Vaccination team member Baison Salone facilitates a vaccination clinic in Kafugumbah village, Karene district.Credit: Conor O'Donovan/Concern Worldwide

Lire en français

With pop-up clinics and dispatching vaccinators to remote locations on motorcycles and by boat, a new study showed that vaccination rates could be trebled in as little as three days in highly remote parts of Sierra Leone.

Although focused on bolstering uptake of COVID-19 vaccines, the authors are now investigating how their simple, cost-effective last-mile intervention can be expanded to deliver other priority vaccinations including routine immunisations for measles and polio, and vaccination against human papilloma virus (HPV).

“The largest expense was the transport cost of reaching remote communities; therefore, an obvious implication is that we should bundle COVID-19 vaccines with other necessary mother, infant and child health interventions that can be simultaneously delivered on the same trip,” says principal investigator Niccolo Meriggi, an applied microeconomist with a regional focus on sub-Saharan Africa.

Their model, he and his colleagues argue, is easily replicable across parts of Africa where vaccination rates are severely lagging among rural populations: “Access, among other approaches like communication, is crucial to achieving vaccine equity in developing countries, and will likely be relevant to new malaria vaccine rollout, and (of) other health products and services,” he adds.

Published in Nature, the study was conducted among residents of 150 rural towns outside of Sierra Leone’s national clinic network in 2022, one year into the COVID-19 vaccine rollout. The model not only proved to be 76% cheaper than the average cost of similar interventions, but also successfully trebled vaccination rates within just 48 to 72 hours.

“The vaccine doses and staff often travelled on motorbikes or on boats, given the difficult terrain they had to traverse to reach these remote communities,” the study reported, adding that vaccines were administered either during door-to-door visits, or at mobile vaccination sites that were open from sunrise to sunset. Engagements with community leaders, followed by bigger community meetings, proved critical.

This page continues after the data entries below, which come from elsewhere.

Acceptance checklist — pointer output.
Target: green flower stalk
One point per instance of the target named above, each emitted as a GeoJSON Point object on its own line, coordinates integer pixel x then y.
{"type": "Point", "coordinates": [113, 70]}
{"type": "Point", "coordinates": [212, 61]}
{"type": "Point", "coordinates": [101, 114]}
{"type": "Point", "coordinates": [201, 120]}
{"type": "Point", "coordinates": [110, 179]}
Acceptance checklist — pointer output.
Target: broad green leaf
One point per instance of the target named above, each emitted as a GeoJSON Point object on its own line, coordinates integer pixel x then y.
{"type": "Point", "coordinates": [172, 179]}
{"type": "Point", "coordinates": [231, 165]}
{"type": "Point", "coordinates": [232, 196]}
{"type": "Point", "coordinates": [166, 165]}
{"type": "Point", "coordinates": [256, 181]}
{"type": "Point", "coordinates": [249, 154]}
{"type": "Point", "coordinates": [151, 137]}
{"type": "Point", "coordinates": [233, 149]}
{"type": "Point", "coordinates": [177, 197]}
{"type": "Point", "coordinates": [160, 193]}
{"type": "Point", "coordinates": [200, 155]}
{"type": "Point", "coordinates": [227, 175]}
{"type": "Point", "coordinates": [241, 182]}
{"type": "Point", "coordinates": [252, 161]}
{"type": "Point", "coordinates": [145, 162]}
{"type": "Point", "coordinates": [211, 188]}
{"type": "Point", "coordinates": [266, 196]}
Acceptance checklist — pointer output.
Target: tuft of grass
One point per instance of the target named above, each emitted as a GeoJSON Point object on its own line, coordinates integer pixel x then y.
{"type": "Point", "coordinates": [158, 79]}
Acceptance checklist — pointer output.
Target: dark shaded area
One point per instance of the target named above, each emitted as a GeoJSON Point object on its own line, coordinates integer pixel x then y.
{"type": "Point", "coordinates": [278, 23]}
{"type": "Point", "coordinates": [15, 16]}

Sierra Leone reached the World Health Organization (WHO) global target of vaccinating 70% of its adult population against COVID-19 in December 2022, with the organisation confirming in a website article that accessing people in remote villages had been the biggest challenge, especially during the rainy season.

Thanks to significant financial grants from organisations in the United States and the United Kingdom, the researchers are now working with Sierra Leone’s Ministry of Health to further explore the feasibility and cost-effectiveness of their model. The first bundle of services and health products for delivery include the COVID-19 vaccine, the HPV vaccine for girls aged 10 to 12, and routine immunisations for children younger than six.

The authors stressed that their study moved beyond the current research focus which focused largely on individual behavioural challenges, such as hesitancy. “Our study demonstrates that prioritising mobile services to overcome access difficulties faced by remote populations in developing countries can generate increased returns in terms of uptake of health services,” they say.